The Yunnan-Vietnam Railway was the first to link the province with other countries, running 855 km from Kunming to Haiphong in Vietnam. Because of its narrow gauge, the railway is often called "The 1-meter-gauge railway".
Construction of the Vietnamese section began in 1901 and was completed in 1903. The Yunnan section was finished in 1910, and its 425 bridges and 155 tunnels, accounted for 36 percent of its total length. The line began at Kunming North Railway Station and ran to Hekou, via towns such as Yiliang, Kaiyuan, Mengzi and Pingbian.
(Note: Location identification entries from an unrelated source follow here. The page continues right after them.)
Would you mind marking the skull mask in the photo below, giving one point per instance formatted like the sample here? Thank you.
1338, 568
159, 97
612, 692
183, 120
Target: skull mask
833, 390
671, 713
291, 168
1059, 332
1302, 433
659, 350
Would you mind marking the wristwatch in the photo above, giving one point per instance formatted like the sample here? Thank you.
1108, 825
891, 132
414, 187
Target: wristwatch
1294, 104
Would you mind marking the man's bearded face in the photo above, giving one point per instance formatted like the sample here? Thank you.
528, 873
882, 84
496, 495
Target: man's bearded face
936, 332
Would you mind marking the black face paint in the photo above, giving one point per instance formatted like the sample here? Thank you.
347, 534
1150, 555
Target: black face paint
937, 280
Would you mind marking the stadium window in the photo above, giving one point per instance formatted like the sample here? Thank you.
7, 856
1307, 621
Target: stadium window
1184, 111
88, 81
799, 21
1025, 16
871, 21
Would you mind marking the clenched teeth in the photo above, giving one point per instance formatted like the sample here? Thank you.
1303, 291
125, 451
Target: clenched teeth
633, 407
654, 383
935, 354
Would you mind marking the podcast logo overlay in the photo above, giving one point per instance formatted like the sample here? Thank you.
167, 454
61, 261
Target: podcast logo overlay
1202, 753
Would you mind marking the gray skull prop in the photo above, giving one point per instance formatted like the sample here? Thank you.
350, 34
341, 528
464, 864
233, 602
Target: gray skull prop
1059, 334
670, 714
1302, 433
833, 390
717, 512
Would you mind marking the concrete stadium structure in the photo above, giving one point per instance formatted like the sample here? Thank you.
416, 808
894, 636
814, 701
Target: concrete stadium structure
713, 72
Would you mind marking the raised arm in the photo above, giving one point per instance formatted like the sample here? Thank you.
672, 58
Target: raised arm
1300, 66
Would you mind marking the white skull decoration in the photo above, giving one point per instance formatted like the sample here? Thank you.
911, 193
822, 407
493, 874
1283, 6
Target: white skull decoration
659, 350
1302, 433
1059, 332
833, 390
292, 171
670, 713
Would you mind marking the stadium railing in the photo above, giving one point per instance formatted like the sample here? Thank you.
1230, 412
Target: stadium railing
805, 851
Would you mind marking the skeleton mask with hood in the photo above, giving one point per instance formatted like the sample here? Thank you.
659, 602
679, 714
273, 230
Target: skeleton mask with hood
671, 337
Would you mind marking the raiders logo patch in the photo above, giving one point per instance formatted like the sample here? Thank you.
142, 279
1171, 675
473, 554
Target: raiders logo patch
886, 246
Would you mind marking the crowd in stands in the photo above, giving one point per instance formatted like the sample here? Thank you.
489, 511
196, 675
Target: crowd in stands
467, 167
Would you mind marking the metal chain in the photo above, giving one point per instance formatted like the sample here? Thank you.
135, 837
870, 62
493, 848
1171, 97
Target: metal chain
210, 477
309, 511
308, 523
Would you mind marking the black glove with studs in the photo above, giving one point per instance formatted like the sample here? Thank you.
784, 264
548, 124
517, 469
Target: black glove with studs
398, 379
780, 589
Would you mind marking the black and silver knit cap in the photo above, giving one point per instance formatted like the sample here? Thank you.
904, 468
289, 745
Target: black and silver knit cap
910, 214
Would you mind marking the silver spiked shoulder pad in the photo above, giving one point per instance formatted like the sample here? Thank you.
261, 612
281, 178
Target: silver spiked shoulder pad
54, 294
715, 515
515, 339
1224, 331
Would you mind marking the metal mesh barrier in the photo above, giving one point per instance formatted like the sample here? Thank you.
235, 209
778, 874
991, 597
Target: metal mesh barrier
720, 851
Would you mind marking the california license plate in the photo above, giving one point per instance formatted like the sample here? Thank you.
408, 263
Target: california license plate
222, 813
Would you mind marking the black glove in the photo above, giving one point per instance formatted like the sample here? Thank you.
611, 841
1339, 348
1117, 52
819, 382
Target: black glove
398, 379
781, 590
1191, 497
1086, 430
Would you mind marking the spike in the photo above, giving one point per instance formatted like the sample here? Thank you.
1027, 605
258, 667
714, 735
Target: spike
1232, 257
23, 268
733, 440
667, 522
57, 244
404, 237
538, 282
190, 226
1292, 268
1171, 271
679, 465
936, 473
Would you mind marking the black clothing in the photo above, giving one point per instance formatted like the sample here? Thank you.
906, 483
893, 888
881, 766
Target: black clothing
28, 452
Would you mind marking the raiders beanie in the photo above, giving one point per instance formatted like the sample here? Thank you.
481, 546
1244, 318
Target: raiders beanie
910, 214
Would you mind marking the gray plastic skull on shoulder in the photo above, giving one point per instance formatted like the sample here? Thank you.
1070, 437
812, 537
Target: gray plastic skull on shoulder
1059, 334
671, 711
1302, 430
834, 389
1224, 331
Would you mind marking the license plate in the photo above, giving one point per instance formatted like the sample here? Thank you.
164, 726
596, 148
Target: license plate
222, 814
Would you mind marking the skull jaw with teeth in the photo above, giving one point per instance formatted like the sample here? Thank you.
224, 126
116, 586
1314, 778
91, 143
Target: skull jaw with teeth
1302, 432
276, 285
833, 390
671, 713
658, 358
In 1940, Japanese soldiers invaded Vietnam and bombed the railway. To prevent the Japanese from moving north into Yunnan, the order was given to destroy Hekou Bridge, which connected Yunnan and Vietnam at the time. Some parts of the Yunnan section were also dismantled. The original rails were later used for the Kunming-Qujing railway that carried the international military supplies on the Yunnan-Myanmar Road and the Hump Flights.
In 1946, China regained sovereignty and management of the Kunming-Hekou railway after negotiations with France. The railway was reopened in 1957, and its peak came in the 1990s when the road network was unable to support adequate trade transport. Now, only two or three trains run on the old-fashioned railway each week, according to Kunming Railway Bureau.